Com poucos rendimentos 65,2% dos cidadãos em Nampula continuam a construir as suas casas com parede de adobe e cobertas por capim e assim que as chuva vem com algum intensidade lava as paredes e as casas ficam danificados ou mesmo destruídas. Informação do início desta semana, fornecida pelo Centro Nacional Operativo de Emergência (CENOE), indica que embora ainda estejamos numa situação normal da época chuvosa, sem cheias, existiam 820 casas parcialmente destruídas e 630 totalmente danificadas, o que deixou ao relento 7.095 pessoas.
É dramático notar no IOF que em 2008/2009 somente 5% dos nampulenses tinham a habitações convencionais, com paredes de blocos, e cinco anos depois somente mais 4% melhoraram as suas casas, continuando os restantes vulneráveis às calamidades naturais que todos anos fustigam a província.
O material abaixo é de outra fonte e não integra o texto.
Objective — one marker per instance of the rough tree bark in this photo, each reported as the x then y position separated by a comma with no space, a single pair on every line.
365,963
FIPAG engana os nampulenses
Contudo o drama do acesso à água potável na cidade de Nampula não se circunscreve aos bairros periféricos mais pobres. A zona urbana, onde residem os mais de meio milhão de habitantes da chamada capital Norte de Moçambique, só tem 29 mil ligações domésticas de água canalizada.
Há duas semanas o Fundo de Investimento e Patrocínio de Abastecimento de Água (FIPAG), que gere o sistema de abastecimento de água da cidade, divulgou que os níveis do precioso líquido na fonte, a albufeira do rio Monapo, e por isso a distribuição seria alargada para 20 horas por dia.
Entretanto o @Verdade constatou que a água não estava a jorrar nos bairros de Mutauanha, Muhala Expansão, Murrapaniua e Natikiri. Em alguns destes bairros existem clientes do FIPAG que não recebem água canalizada há mais de três meses.
“Assisti numa das televisões a notícia que dava conta de que já havia água. Perguntei para a minha esposa e ela disse que ainda não estava a sair. Apercebi-me que o FIPAG em Nampula, com aquela publicidade, tratou de prestar conta aos seus superiores sem saber que estava a entreter-nos”, afirmou Jorgito Momade, residente no bairro da Muhala Expansão, que há mais de três meses não recebe água potável canalizada na sua residência.
O @Verdade procurou o FIPAG para apurar as razões da contínua falta de água mas o delegado regional, Elídio Cossa, mostrou-se indisponível.
Sem água milhares de citadinos de Nampula acabam por recorrer a poços artesanais não protegidos, e mesmo aos riachos próximos, para se abastecerem de água imprópria para o consumo humano. Não é por mera coincidência que as autoridades sanitárias apontam estes bairros, que sofrem com a falta do precioso líquido, como os locais de residência da maioria dos doentes de diarreias agudas, nas últimas 24 horas deram entrada 25 novos doentes.